Senza forno a legna non potrebbe esistere la pizza cucinata nel rispetto della tradizione italiana. Certo è, che quella del forno non è una invenzione contemporanea. Al contrario, questo dispositivo, come testimoniato da alcuni rinvenimenti archeologici, esisteva già all’epoca degli antichi egizi. Infatti, proprio in Egitto, sono state ritrovate alcune strutture a forma conica costruite in mattoni di argilla del Nilo. In queste strutture sembra che il cibo si ponesse nella parte superiore, separata da quella inferiore dove si accendeva il fuoco da una lastra di pietra. Questa lastra assorbiva il calore del fuoco e lo trasmetteva alla parte superiore. I greci ereditarono dalla civiltà egizia l’arte di costruire il forno e la perfezionarono sviluppando la volta a cupola che, evolvendo, divenne a camera unica. A loro volta, anche i romani imitarono i forni a legna, questa volta acquisendo la tecnologia dai greci.

Il forno a legna

Siccome, però, i romani sapevano usare molto bene la tecnica dell’arco nelle loro costruzioni, anche l’arte di costruire i forni ne risentì positivamente, come si può osservare a Pompei dove esiste un esemplare di forno a legna romano costituito da un interno ad arco circondato da una intercapedine vuota che svolge la funzione di isolante termico. Dall’epoca dei romani fino ai giorni nostri non ci sono state grosse variazioni nell’arte di costruire i forni. Quindi, quelli che vediamo e usiamo oggi sono forni a legna molto simili, per non dire identici, a quelli di 2000 anni fa. Un forno a legna ha una struttura architettonica ideale, con la giusta proporzione cielo-terra per la cottura. I materiali isolanti, tutti naturali (come cenere e sabbia), consentono una cottura uniforme e conservano il calore più a lungo.

Il pavimento del forno

Altra questione importante è il pavimento del forno: il fondo deve assorbire umidità dall’impasto, per evitare che l’acqua bolla sotto la pizza bruciacchiandone la parte inferiore. In quanto al combustibile, il forno consente di ricorrere a materiali pregiati, come il legno (preferibilmente di faggio) che impregna l’ambiente di aromi e profumi che si ritrovano poi nella pizza. Il forno a legna quindi è necessario, anzi indispensabile, per preservare la tipicità della pizza, conservandone tutte le migliori caratteristiche. Inoltre, di fondamentale importanza per il corretto funzionamento del forno è il tiraggio. I fumi prodotti dalla combustione, essendo più caldi dell’aria circostante, creano una differenza di pressione che tende a farli salire verso l’alto. I fumi salendo verso l’alto tendono a raffreddarsi cedendo calore e rallentando man mano la velocità di risalita fino a raggiungere la stessa temperatura dell’aria circostante.

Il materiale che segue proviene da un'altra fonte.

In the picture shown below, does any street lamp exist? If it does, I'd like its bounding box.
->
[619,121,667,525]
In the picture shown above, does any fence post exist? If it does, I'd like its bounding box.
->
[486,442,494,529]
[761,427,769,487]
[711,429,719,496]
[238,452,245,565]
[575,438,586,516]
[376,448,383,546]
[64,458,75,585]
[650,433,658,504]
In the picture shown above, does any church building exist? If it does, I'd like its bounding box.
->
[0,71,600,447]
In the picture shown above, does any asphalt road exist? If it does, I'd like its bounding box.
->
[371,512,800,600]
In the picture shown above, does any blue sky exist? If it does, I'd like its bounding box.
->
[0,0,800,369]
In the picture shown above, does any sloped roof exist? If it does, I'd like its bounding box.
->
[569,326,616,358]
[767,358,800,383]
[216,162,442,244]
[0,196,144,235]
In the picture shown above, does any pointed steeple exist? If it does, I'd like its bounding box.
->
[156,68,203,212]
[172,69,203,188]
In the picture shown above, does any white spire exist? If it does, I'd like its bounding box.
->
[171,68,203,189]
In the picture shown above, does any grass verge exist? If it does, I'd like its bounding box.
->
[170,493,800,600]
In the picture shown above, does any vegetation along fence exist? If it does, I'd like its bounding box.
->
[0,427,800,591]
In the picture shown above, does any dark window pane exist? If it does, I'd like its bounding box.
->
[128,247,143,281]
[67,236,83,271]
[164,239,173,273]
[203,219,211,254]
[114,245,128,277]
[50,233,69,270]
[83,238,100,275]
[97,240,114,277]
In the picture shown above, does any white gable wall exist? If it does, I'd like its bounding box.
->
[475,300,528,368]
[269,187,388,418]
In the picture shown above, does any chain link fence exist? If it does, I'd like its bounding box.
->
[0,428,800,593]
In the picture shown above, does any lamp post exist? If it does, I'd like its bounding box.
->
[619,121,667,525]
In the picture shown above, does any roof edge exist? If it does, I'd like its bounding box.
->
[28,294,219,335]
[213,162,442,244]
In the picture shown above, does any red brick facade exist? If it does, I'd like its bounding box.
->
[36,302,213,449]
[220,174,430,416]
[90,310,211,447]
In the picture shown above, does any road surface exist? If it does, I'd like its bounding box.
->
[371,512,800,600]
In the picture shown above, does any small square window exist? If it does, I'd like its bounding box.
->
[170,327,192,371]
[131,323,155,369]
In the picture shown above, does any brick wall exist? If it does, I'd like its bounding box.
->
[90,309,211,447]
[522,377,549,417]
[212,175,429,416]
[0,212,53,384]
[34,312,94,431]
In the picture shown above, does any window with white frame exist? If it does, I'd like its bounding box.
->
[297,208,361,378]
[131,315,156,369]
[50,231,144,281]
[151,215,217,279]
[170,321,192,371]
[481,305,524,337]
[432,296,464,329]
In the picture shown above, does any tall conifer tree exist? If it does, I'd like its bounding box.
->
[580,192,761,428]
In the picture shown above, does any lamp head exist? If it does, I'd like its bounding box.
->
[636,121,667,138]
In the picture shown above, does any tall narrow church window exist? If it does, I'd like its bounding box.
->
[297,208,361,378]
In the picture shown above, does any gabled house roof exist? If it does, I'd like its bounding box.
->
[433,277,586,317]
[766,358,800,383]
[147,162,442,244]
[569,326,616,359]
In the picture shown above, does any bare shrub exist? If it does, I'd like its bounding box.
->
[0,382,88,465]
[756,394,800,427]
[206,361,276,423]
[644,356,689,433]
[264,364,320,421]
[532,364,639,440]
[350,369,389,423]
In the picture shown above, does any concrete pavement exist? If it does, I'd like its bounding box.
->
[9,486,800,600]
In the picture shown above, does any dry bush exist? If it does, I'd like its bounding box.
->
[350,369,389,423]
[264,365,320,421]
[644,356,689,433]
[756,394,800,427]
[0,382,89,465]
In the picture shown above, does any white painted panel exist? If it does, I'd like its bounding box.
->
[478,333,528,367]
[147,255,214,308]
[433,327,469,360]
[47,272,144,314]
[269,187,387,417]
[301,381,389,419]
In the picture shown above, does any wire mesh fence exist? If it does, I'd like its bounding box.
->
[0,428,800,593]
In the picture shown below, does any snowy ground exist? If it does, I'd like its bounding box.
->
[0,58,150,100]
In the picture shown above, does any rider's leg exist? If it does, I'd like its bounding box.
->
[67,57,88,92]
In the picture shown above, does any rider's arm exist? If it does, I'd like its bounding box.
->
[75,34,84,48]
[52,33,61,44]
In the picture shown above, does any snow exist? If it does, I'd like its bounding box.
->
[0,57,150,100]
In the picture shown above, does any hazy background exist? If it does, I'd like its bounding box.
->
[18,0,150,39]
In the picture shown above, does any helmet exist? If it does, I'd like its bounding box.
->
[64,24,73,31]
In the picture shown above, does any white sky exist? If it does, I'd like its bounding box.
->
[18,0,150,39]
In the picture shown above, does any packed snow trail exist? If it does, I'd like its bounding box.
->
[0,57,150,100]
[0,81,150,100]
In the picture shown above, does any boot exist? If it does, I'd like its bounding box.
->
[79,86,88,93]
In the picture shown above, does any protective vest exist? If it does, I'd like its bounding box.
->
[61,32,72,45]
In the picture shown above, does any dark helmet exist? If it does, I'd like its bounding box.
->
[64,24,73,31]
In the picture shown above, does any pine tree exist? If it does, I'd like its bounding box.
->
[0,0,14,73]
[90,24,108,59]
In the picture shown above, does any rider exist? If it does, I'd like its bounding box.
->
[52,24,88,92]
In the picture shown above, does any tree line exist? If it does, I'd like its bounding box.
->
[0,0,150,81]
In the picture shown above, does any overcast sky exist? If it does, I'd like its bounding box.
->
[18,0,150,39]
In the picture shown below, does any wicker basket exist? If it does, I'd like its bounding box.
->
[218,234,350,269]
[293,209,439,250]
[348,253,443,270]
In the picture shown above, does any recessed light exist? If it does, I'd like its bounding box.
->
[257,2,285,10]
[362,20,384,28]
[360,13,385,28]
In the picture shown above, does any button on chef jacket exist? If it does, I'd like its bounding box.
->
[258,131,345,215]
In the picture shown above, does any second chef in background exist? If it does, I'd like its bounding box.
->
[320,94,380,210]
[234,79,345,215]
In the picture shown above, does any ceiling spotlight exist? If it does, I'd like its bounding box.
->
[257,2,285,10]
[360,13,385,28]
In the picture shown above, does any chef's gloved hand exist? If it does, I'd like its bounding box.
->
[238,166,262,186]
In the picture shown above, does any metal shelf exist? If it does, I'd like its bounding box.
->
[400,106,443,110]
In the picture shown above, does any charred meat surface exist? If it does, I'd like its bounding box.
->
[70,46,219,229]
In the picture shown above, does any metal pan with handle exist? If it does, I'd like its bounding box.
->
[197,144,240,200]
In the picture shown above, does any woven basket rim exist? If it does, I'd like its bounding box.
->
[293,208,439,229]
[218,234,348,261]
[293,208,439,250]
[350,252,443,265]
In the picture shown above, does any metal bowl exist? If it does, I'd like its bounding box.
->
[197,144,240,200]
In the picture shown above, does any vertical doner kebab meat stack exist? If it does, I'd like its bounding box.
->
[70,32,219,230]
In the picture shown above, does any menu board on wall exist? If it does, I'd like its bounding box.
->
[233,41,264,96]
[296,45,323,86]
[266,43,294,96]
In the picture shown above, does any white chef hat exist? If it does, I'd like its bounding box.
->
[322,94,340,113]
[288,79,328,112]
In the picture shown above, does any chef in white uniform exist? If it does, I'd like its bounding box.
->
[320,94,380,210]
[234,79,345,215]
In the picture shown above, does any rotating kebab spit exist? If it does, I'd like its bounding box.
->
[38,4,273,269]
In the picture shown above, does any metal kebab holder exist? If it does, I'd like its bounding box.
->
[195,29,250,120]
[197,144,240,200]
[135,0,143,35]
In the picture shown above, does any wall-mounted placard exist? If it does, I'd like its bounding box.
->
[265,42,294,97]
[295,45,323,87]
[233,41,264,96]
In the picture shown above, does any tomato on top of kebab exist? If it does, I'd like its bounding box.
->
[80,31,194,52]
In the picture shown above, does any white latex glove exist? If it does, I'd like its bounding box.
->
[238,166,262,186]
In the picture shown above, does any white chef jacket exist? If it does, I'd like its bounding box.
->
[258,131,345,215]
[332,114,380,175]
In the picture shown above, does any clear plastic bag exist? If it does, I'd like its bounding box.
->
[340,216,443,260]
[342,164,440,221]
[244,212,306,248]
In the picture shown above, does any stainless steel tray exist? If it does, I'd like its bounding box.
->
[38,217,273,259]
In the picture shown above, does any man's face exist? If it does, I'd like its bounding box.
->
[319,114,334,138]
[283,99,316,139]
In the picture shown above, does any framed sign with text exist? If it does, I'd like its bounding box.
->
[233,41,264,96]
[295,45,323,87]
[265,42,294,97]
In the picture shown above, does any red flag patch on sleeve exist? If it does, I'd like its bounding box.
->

Leggi anche:  Lo spezzatino di carne è un must da non perdere

La canna fumaria deve essere isolata

Per ottenere un buon tiraggio occorre che la canna fumaria sia isolata termicamente. E progettata possibilmente con pareti doppie e con una intercapedine d’aria al fine di evitare il raffreddamento dei fumi da asportare e quindi mantenere quella differenza di pressione che consente ai fumi stessi di salire lungo il condotto del camino fino alla fuoriuscita all’esterno. Occorre dimensionare la sezione della canna fumaria proporzionalmente alla dimensione del focolare. Se troppo piccola può non essere sufficiente a contenere la massa dei gas prodotta e se troppo grande può raffreddarsi in fretta, diminuendo il tiraggio, abbassando l’efficienza termica. Altre considerazioni importanti riguardano l’apertura della bocca del camino che deve essere costruita correttamente in modo da garantire il passaggio della giusta quantità di aria. La possibilità di fare affluire aria dall’esterno in modo controllato da una serranda regolabile può migliorare notevolmente il tiraggio.